Es ist nicht erkennbar, dass aktuell durch reinen Zeitablauf mögliche Zahlungsvorgänge, die zu berücksichtigen sein könnten, nicht mehr nachvollziehbar seien, da die Testamentsvollstreckerin bereits sämtliche Unterlagen, soweit für sie erreichbar, vorliegen hat. Es ist von der Testamentsvollstreckerin nicht zu verlangen, dass sie vor Vervollständigung der Unterlagen eine Gesamtprüfung vornehmen muß.

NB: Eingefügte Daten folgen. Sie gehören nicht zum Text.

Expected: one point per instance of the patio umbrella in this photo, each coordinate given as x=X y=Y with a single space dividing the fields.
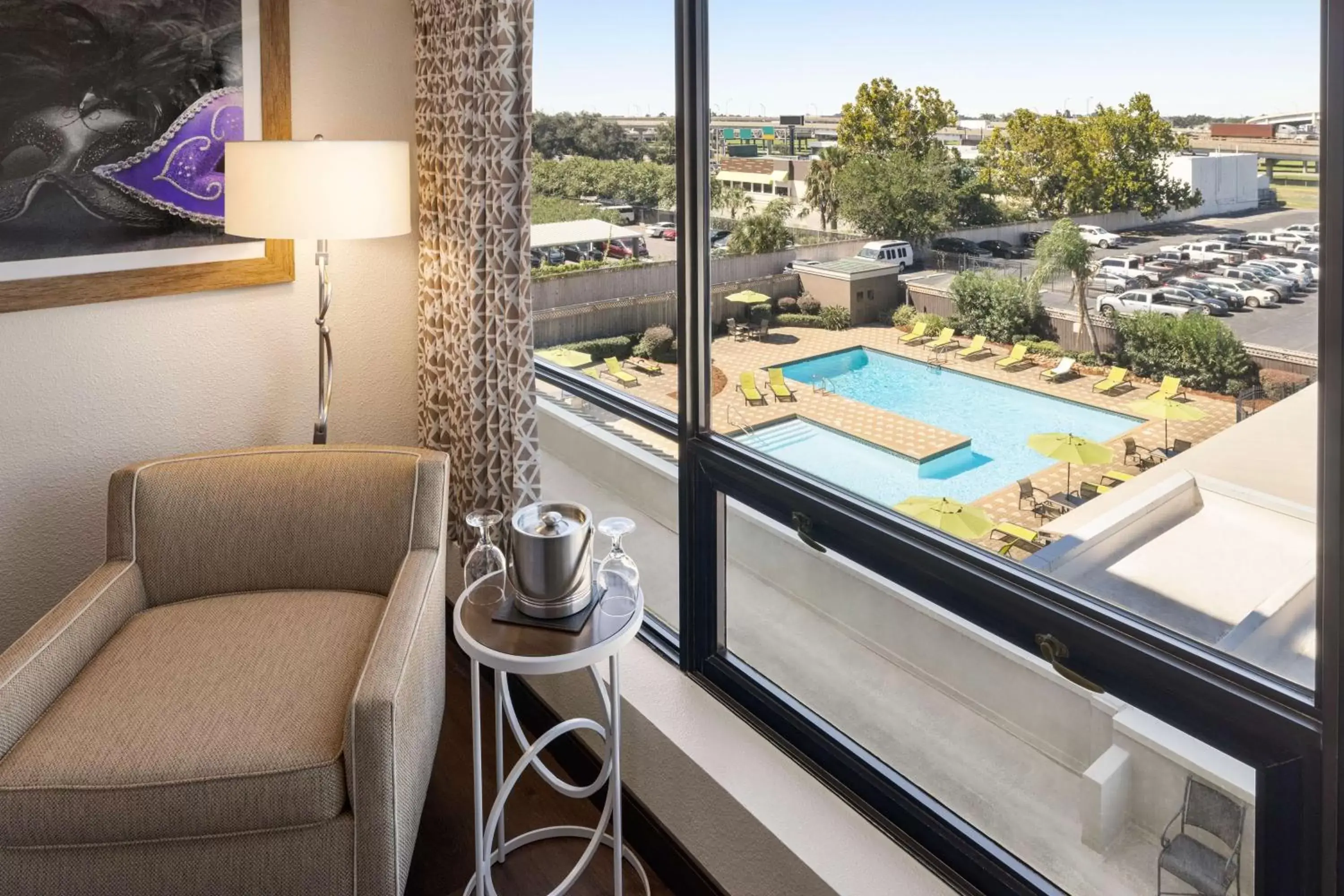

Es ist vorliegend gerade die Aufgabe einer neutralen Testamentsvollstreckerin, sich umfassend einen Überblick zu verschaffen und nicht einseitig auf bisher reine Vermutungen eines oder mehrerer Beteiligter übereilt tätig zu werden.

Die Antragstellerin ist auch geeignet, das Amt als Testamentsvollstreckerin zu übernehmen. Die pauschale Unterstellung des Antragsgegners, sie arbeite bewusst mit Rechtsanwältin C. zusammen, um den Nachlass der Erblasserin zugunsten der weiteren Beteiligten M. auszuhöhlen, entbehrt jeglicher Grundlage. Gerade die Einsetzung einer F. Fachanwältin für Erbrecht als Testamentsvollstreckerin, die mit der Erblasserin bislang nichts zu tun hatte, spricht für eine neutrale Amtsausführung.

Die Kostenentscheidung folgt aus § 81 FamFG.